Por que tantos entre nós fingem normalidade, como se os Poderes da República estivessem a viver dias tensos, mas dentro da normalidade?
É que a reforma da Previdência chega logo.
Por que se assistiu àquele espetáculo deprimente no Senado, com o regimento interno sendo rasgado muitas vezes, num processo eleitoral que, de modo deliberado e acintoso, ignorou uma decisão do Supremo?
É que a reforma da Previdência chega logo. E, depois dela, o país não será o mesmo. Ela vai ditar as novas relações do Congresso com o Poder Executivo.
Por que tanta apatia de algumas vozes antes indignadas com o autoritarismo petista e que tinham até certa admiração por um certo Reinaldo Azevedo, embora pudessem não entender direito o que ele escrevia nem por quê?

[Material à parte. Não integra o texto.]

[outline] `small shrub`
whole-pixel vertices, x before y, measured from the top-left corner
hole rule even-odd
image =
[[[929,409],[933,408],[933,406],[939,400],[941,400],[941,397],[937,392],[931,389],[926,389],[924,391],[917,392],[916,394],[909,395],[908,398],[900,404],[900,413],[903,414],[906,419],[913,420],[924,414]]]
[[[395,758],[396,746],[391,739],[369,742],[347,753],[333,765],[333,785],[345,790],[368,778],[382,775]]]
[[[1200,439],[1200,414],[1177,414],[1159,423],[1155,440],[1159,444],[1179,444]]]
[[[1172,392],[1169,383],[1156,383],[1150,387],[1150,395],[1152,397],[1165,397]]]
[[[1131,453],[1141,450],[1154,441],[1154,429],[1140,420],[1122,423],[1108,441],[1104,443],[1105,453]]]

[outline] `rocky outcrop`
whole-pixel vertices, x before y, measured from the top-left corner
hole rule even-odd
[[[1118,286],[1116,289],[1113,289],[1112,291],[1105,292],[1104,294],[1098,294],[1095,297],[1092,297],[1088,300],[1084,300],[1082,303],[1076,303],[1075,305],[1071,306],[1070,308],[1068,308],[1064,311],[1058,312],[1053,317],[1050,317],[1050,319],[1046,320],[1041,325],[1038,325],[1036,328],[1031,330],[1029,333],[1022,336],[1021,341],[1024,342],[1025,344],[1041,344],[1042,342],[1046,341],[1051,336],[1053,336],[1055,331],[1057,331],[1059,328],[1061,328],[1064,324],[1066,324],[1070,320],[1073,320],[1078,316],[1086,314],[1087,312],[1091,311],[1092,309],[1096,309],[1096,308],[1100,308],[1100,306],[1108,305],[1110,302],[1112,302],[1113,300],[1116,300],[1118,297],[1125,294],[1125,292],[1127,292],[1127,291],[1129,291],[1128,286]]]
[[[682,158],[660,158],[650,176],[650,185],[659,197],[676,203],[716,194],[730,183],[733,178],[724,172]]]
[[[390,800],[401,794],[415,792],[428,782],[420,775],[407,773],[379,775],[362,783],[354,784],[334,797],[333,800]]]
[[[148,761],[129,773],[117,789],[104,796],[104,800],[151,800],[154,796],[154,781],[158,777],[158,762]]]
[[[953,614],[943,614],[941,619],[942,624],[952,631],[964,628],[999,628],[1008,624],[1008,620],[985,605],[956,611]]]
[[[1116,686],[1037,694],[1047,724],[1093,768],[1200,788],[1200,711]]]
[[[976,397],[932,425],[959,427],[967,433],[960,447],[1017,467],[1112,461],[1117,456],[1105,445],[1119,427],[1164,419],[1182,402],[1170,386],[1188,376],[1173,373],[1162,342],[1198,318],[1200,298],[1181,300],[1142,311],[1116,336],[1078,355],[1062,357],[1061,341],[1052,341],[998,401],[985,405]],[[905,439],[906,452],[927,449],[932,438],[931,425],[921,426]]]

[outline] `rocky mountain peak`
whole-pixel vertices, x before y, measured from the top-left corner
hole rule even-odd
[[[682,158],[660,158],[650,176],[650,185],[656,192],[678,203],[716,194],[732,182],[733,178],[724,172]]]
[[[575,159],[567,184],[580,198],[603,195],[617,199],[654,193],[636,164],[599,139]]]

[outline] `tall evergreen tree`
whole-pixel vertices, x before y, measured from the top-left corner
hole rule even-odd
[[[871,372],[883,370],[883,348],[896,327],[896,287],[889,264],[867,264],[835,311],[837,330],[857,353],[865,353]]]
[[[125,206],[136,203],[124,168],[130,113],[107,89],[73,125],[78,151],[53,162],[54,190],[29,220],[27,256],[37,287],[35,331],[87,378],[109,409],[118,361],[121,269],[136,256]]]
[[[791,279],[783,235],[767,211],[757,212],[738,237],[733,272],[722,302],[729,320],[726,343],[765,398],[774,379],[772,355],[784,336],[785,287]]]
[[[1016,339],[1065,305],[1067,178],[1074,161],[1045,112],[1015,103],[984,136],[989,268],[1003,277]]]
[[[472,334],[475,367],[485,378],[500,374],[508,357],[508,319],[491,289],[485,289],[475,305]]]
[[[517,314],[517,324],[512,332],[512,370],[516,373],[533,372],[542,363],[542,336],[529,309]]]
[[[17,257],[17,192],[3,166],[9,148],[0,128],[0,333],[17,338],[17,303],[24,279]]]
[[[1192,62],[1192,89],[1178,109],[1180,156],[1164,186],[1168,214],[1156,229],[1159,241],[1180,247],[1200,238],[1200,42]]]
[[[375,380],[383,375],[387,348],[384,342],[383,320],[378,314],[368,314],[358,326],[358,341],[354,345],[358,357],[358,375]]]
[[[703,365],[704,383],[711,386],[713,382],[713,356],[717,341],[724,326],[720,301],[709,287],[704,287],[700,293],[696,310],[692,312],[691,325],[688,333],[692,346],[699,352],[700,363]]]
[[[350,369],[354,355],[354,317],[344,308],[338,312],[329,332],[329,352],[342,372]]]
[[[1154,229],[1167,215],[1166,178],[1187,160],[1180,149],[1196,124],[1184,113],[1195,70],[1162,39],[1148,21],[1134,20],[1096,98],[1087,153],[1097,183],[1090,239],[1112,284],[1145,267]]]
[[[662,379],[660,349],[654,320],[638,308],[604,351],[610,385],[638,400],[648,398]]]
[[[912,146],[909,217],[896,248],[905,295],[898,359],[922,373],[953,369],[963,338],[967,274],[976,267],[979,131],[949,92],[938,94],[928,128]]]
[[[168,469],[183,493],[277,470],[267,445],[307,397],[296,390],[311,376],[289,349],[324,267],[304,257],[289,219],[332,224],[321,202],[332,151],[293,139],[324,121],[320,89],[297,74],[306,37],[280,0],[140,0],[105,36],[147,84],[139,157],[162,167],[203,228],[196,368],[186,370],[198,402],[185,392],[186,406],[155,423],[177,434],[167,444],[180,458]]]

É que a reforma da Previdência chega logo. Ela submeterá as questões relativas à democracia a uma nova clivagem, de sorte que equacionar o déficit do setor e o rombo do Orçamento pode perfeitamente tomar, nas boas consciências, o lugar antes reservado a algumas abstrações que nos aprisionavam a uma agenda velha, a exemplo das liberdades individuais.
Por que tanta gente boa silencia quando o ministro da Justiça resolve introduzir no Código Penal a licença para matar, não distinguindo o aceno à barbárie da legítima defesa e da garantia da ordem?
É que a reforma da Previdência chega logo. Ela vai liberar os recursos para que se construa um novo país, e aquele “excesso escusável” criado pelo digníssimo ministro cederá lugar aos mansos de espírito. Até lá, seremos obrigados a matar e a empilhar corpos, como ocorreu no morro do Fallet, em Santa Teresa, no Rio. Ele combate a corrupção. E isso pode conviver com a morte de alguns pretos ou com lobistas da indústria de armas a frequentar o Ministério da Justiça sem previsão na agenda.
É que a reforma da Previdência chega logo. Viveremos finalmente sob o império das leis de mercado. Ainda que se tenha de fazer concessão ao mercado das leis.
Por que esses tais mercados não veem problema em que o partido do presidente seja um vistoso laranjal? Por que já não parece tão grave que um filho do presidente chame de mentiroso um ministro de Estado, gravando uma conversa do próprio pai com o dito-cujo e divulgando-a na internet, a evidenciar que ainda não se tem um governo, mas uma bagunça que só não degenera em anomia porque um pouco nos resta da burocracia virtuosa, que mantém o Estado, ainda que mambembe, de pé? É que, santo Deus!, a reforma da Previdência chega logo. E, depois dela, tudo vai virar suco.
Por que são poucos a se escandalizar com as sucessivas evidências de proximidade, para empregar uma palavra neutra, entre um senador da República, filho do presidente, e as milícias, que aterrorizam o Rio? É que a reforma da Previdência chega logo. E ela terá o poder de reescrever biografias.
Por que até pessoas de boa-fé aquiescem com uma tal “Operação Lava Toga”, que tem o intuito claro de constranger o Supremo e submetê-lo aos interesses do Executivo, a exemplo do que se dá nas genuínas ditaduras do mundo? É que a reforma da Previdência chega logo. E aqueles senhores não podem ser entraves ao bem do Brasil.
Escrevo esta coluna na pegada do poema “À Espera dos Bárbaros” (abr.ai/2tvum2N), do grego Constantino Kaváfis (1863-1933). Recomendo a quem não conhece. No texto, ele imagina os últimos dias do Império Romano na expectativa da chegada dos invasores. Tudo para. Nada mais importa. Não é uma reflexão sobre a história, mas sobre a existência. No poema, os brutos não chegam. E os versos finais refletem o desalento: “Sem bárbaros o que será de nós?/ Ah! eles eram uma solução”.
As centenas de textos que escrevi em defesa da reforma da Previdência expressam a minha opinião sobre o tema. Mas a dita-cuja não corrige males antigos e novos que com ela não guardam relação ou correlação. Nem pode ser lida como compensação ou justificativa para a estupidez em estado puro. Anuir com a barbárie pode tornar a mudança inviável.
O país precisa da reforma da Previdência, não da insolência anti-humanista e autoritária dos bárbaros que, no caso, já chegaram faz tempo.